Der Bund hat jetzt im Legislaturendspurt bekannt gegeben, dass er auf die lange bestehenden Forderungen doch reagieren und den Einbau der Luftfilteranlagen zu 80% bezuschussen will. Kanzleramtsminister Braun fordert die Kommunen nun auf, die Sommerferien für eine Umsetzung in Schulen zu nutzen.  Das ist sehr ehrgeizig angesichts der notwendigen Ausschreibungsprozeduren. Aber damit Kommunen eine Förderung aus Bundesmitteln erhalten können, braucht es eine Förderrichtlinie des Landes. Wenn das Land wie bisher lange Zeit für eine solche Förderrichtlinie braucht, dann vergeht kostbare Zeit.

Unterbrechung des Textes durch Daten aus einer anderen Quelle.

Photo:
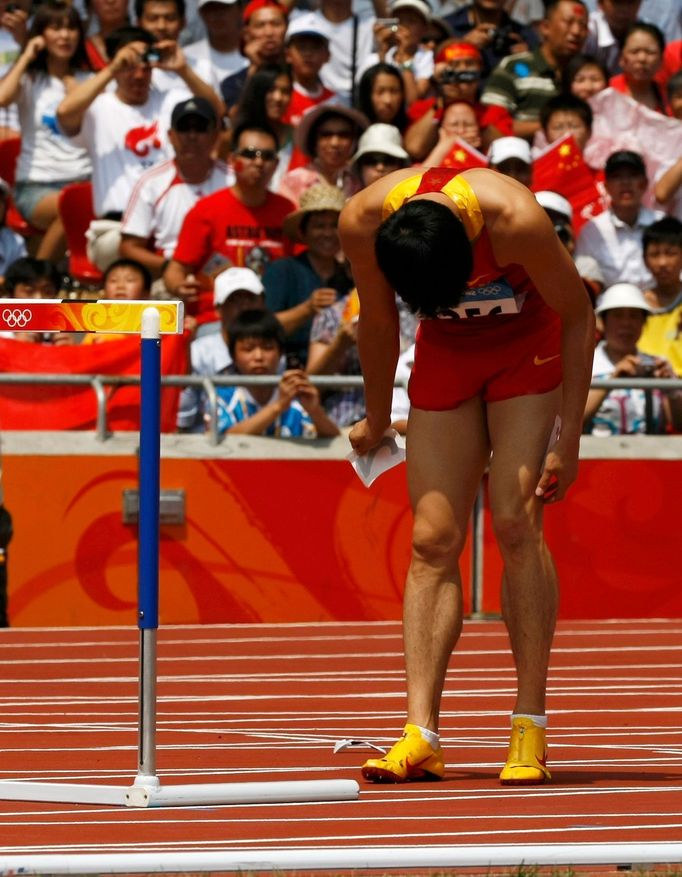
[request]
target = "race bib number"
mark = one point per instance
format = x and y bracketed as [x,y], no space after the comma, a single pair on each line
[484,301]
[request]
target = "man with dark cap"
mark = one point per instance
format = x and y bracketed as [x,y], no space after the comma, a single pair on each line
[614,238]
[166,192]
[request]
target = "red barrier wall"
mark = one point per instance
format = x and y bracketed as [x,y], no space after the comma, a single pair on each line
[301,541]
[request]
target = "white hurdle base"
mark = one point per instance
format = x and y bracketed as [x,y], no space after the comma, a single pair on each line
[350,858]
[148,792]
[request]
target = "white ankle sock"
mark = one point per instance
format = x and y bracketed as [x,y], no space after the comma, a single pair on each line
[540,721]
[430,736]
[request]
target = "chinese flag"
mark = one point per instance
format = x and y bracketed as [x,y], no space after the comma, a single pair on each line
[45,406]
[561,168]
[464,157]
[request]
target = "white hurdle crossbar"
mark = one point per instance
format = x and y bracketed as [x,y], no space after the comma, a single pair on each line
[150,322]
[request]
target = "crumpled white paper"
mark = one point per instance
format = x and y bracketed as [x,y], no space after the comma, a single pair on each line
[388,453]
[342,745]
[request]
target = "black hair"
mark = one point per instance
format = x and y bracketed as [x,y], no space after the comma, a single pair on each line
[366,86]
[425,254]
[674,85]
[140,4]
[551,5]
[646,27]
[566,103]
[28,270]
[254,323]
[310,145]
[248,126]
[575,65]
[127,33]
[667,230]
[142,270]
[251,107]
[57,12]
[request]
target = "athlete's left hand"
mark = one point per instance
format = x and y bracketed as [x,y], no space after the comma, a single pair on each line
[559,472]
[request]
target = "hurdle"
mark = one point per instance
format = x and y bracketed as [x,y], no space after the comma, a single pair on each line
[150,322]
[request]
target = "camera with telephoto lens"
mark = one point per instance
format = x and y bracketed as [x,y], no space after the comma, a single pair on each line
[501,40]
[451,77]
[152,56]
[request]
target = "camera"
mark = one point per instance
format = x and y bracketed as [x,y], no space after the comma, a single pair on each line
[450,77]
[501,40]
[151,56]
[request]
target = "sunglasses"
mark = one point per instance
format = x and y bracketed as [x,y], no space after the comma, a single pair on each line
[376,158]
[251,153]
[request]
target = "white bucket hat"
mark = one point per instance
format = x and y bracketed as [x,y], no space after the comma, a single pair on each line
[622,295]
[381,138]
[235,280]
[505,148]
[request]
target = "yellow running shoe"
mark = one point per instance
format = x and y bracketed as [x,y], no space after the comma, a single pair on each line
[527,757]
[411,758]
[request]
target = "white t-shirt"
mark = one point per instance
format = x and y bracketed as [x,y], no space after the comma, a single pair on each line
[160,201]
[46,154]
[124,141]
[336,73]
[223,64]
[167,80]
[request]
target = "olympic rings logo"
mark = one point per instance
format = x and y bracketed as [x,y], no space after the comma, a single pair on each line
[16,319]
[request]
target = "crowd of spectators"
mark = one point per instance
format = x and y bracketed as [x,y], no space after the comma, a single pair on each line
[219,141]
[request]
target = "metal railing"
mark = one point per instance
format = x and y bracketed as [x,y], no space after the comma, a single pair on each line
[99,383]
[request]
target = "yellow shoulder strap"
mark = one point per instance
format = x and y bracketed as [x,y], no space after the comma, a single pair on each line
[457,189]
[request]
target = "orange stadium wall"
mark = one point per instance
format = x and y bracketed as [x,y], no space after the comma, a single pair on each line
[304,541]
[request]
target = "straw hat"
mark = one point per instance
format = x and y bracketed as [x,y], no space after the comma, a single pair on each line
[381,138]
[302,134]
[317,198]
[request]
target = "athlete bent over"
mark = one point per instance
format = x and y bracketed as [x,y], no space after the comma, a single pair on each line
[503,313]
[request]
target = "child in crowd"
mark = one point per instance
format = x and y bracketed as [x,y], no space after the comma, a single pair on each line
[293,410]
[126,279]
[307,51]
[584,76]
[662,246]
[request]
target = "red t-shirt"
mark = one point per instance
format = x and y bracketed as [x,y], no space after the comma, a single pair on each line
[220,230]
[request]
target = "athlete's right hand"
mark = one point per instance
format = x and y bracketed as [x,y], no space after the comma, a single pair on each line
[364,437]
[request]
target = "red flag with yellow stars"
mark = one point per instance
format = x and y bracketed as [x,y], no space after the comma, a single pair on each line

Wir dringen auf eine zügige Vorlage.

Zweites Bildungssicherungsgesetz: Spät und nicht ausreichend

Wie im vergangenen Jahr hat die Landesregierung ein Bildungssicherungsgesetz vorgelegt, um Bildungslaufbahnen in der Pandemielage zu sichern. Wir haben ein solches schon im November für das laufende Schuljahr eingefordert. Die Ministerin hat es aber nicht geschafft, ein Gesetz rechtzeitig in den Landtag einzubringen. Ein ordentliches Beratungsverfahren war kaum noch möglich. Und für Änderungen an den Regelungen beim Abitur war es schon zu spät. Zentraler Kritikpunkt waren die Zentralen Prüfungen in der Jahrgangsstufe 10 (ZP 10). Wir haben einen Entschließungsantrag gemeinsam mit der SPD dazu eingebracht.

Zentrale Prüfungen und Klassenarbeiten – muss das jetzt sein?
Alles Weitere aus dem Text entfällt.